The department is committed to developing a more global history of art, moving beyond traditional, Eurocentric canons and methodologies. With support from the University’s Global Humanities initiative, we have introduced a new scheme of Visiting Professorships in Global Arts based in the department. In 2021-22 we welcome leading specialists in African, Asian, and Islamic art as our first three Visiting Professors, for further details of the appointees and their activities see the dedicated webpage.

Cambridge Visual Culture (CVC), an interdisciplinary centre that integrates department with colleagues in the university museums and other clusters of visual research across Cambridge, has a key role in taking our global agenda forwards. Recent events organized and supported by the CVC include research seminars on African Americans in Soviet Art and Chicana art in the United States, together with a major conference on post-colonial approaches to Latin American art. CVC identifies synergies and knits together initiatives across departments, museums and colleges, for example the exhibition on the Pakistani American artist Shahzia Sikander at Jesus College and associated symposium.

In its drive towards a more global art history, the Department has encouraged applications to major funding bodies by early career scholars. In recent years we have welcomed Leverhulme Early Career Fellows working on late Ottoman visual and material culture, contemporary Latin American art, and now cultural exchange in the Early Modern Mediterranean. Our research-led teaching has led to a significant renewal and expansion of our curriculum, encompassing both our first-year core teaching and advanced options in the Global Middle Ages, Chinese art from the Bronze Age to Mao, medieval Islamic art, and post-war conceptual and protest art in Latin America. We are also extending our horizons through our multiple research seminars, which increasingly have a global scope (for example, our current series On the Move – Artists, Ideas, Objects, convened by our graduate students). The Kunst graduate seminar on the German foundations of global art history, hosted by the Department and the Ecole Normale Supérieure, has an attendance of fifty graduate students and faculty from all over the world, attracting a larger audience since going online. Our annual Slade lectures provide further opportunities to bring eminent scholars to Cambridge from underrepresented fields in the University, with recent and future series on art and anthropology, Mesoamerican visual culture, and Indian art of the Early Modern period.

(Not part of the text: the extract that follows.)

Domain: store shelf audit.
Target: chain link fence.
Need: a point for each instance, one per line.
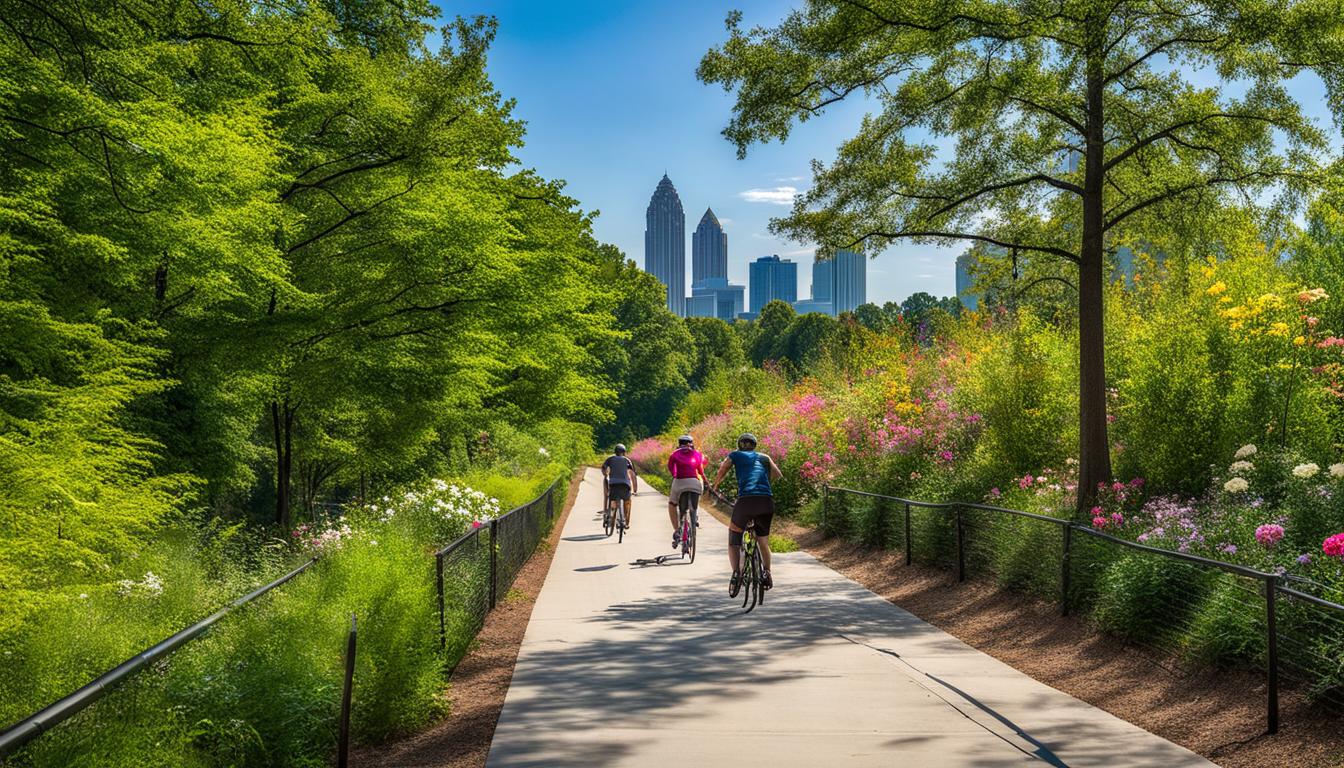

Research by existing staff has also moved beyond Eurocentric canons. Polly Blakesley’s publications and exhibitions on Russian art shed new light on this hitherto neglected area. Laura Slater and Donal Cooper are developing their research interests in the medieval and Renaissance Mediterranean as an arena of cultural exchange, building on the pioneering work of our Professor Emerita Deborah Howard. Caroline Van Eck’s brings an interdisciplinary aspect to the global through her work bridging anthropology and art history.